Fedchenko was instrumental in forming “School of Courage.” Between March and May 2022, her group of volunteers provided more than 10,000 Kharkiv residents with medicine, personal care products and baby food.

Later, when the city’s pharmacy network resumed operations, volunteers helped provide suburban communities in the Kharkiv region with tools and appliances for the operation of public utilities, power generators and medical equipment. They received donations from various groups in Europe and the United States.

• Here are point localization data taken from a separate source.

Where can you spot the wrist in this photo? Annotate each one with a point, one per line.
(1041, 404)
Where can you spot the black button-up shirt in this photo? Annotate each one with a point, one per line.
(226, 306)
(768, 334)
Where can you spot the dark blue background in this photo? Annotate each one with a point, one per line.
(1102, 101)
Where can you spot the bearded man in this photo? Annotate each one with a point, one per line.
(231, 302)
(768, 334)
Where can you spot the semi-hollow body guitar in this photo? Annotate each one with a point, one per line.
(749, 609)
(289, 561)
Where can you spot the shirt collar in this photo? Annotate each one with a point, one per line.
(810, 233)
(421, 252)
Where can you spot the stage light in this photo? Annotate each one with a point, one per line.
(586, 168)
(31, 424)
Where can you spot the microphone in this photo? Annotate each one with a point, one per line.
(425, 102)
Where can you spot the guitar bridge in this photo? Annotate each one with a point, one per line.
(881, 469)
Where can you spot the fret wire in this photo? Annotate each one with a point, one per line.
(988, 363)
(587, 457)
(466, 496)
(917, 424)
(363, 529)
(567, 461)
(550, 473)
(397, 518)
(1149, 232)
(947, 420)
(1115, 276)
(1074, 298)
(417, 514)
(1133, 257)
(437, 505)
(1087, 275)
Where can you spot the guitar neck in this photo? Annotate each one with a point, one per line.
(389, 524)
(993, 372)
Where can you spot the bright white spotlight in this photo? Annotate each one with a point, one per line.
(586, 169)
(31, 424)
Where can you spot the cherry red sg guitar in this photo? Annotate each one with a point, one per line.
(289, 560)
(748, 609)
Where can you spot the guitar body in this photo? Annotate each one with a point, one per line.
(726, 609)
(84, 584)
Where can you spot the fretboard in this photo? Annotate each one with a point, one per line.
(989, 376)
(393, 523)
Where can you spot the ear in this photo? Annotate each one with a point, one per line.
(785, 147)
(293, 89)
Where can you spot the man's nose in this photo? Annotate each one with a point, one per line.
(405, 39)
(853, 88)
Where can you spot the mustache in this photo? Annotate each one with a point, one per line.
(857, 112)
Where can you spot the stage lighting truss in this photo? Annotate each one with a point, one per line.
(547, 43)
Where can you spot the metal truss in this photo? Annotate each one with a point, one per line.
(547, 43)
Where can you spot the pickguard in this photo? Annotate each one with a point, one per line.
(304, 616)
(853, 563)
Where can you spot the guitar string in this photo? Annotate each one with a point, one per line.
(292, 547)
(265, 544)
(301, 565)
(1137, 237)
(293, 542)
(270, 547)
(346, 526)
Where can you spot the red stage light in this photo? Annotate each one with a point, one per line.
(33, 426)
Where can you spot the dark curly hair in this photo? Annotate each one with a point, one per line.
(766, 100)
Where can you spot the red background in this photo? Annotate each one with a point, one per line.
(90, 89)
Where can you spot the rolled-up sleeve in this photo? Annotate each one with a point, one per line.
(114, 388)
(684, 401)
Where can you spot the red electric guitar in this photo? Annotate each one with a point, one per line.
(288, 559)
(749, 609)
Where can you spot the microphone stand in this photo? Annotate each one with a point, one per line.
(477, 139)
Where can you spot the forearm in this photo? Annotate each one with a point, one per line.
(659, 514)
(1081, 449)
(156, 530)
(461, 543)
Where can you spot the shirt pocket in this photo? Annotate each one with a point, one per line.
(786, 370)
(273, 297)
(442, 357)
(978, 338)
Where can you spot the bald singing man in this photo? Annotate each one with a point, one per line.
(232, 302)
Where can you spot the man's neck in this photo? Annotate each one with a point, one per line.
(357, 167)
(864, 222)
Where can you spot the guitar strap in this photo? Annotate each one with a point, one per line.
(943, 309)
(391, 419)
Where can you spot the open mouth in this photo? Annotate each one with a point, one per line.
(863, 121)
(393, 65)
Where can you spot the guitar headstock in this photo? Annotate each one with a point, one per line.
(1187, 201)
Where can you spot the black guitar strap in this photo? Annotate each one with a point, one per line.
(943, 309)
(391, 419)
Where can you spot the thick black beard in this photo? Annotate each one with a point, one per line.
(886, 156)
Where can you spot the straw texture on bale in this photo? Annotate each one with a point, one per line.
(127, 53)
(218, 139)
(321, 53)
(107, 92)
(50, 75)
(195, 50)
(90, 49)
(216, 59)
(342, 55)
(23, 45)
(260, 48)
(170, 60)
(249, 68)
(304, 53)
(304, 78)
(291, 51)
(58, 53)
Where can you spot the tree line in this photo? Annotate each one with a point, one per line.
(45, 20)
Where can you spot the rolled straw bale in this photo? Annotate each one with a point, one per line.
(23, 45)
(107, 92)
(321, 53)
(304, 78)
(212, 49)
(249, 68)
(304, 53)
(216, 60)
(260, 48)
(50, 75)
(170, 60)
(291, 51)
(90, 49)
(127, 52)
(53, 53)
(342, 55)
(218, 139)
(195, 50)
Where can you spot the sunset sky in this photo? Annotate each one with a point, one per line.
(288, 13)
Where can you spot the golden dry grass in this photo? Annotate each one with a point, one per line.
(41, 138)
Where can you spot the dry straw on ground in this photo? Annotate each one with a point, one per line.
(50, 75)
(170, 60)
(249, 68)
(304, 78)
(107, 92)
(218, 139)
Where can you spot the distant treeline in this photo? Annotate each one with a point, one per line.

Caritas Chernihiv distribution of food and hygiene kits, hot lunches, warm clothes and bedding to people in Nizhyn, Chernihiv Oblast. (photo: Kateryna Hunko)

Vadim Kovalenko is CEO of the Aurora Hotel in central Kharkiv, less than 20 miles from the border with Russia. When the Russians invaded, he opened his hotel to staff and their families. Together, they cooked for the Ukrainian military and for employees of the Ministry of Emergency Situations.

Kovalenko is also a world-class athlete who had competed in triathlons, including Ironman races that involve a 2.4-mile swim, a 112-mile bike ride and a 26.2-mile run. He wanted to do more to help. So, last summer, he completed a full Ironman race in the front-line zone on his own and broadcast it virtually. He finished this challenge in 9 hours and 14 minutes and raised nearly $15,000; the average monthly salary in Kharkiv does not exceed $270.

“I passed a lot of … posts with the Ukrainian military; we warned them in advance,” especially since it was a war zone. “And thank God, on that day, it was calm, without missile attacks.” “I had almost no opportunity to train and could not properly prepare for such a difficult distance, and it was also raining the entire bicycle stage with a strong wind,” he said. “But whenever it was cold and hard for me, I remembered why and for whom I did it … and fatigue passed, and thoughts to stop dissipated.”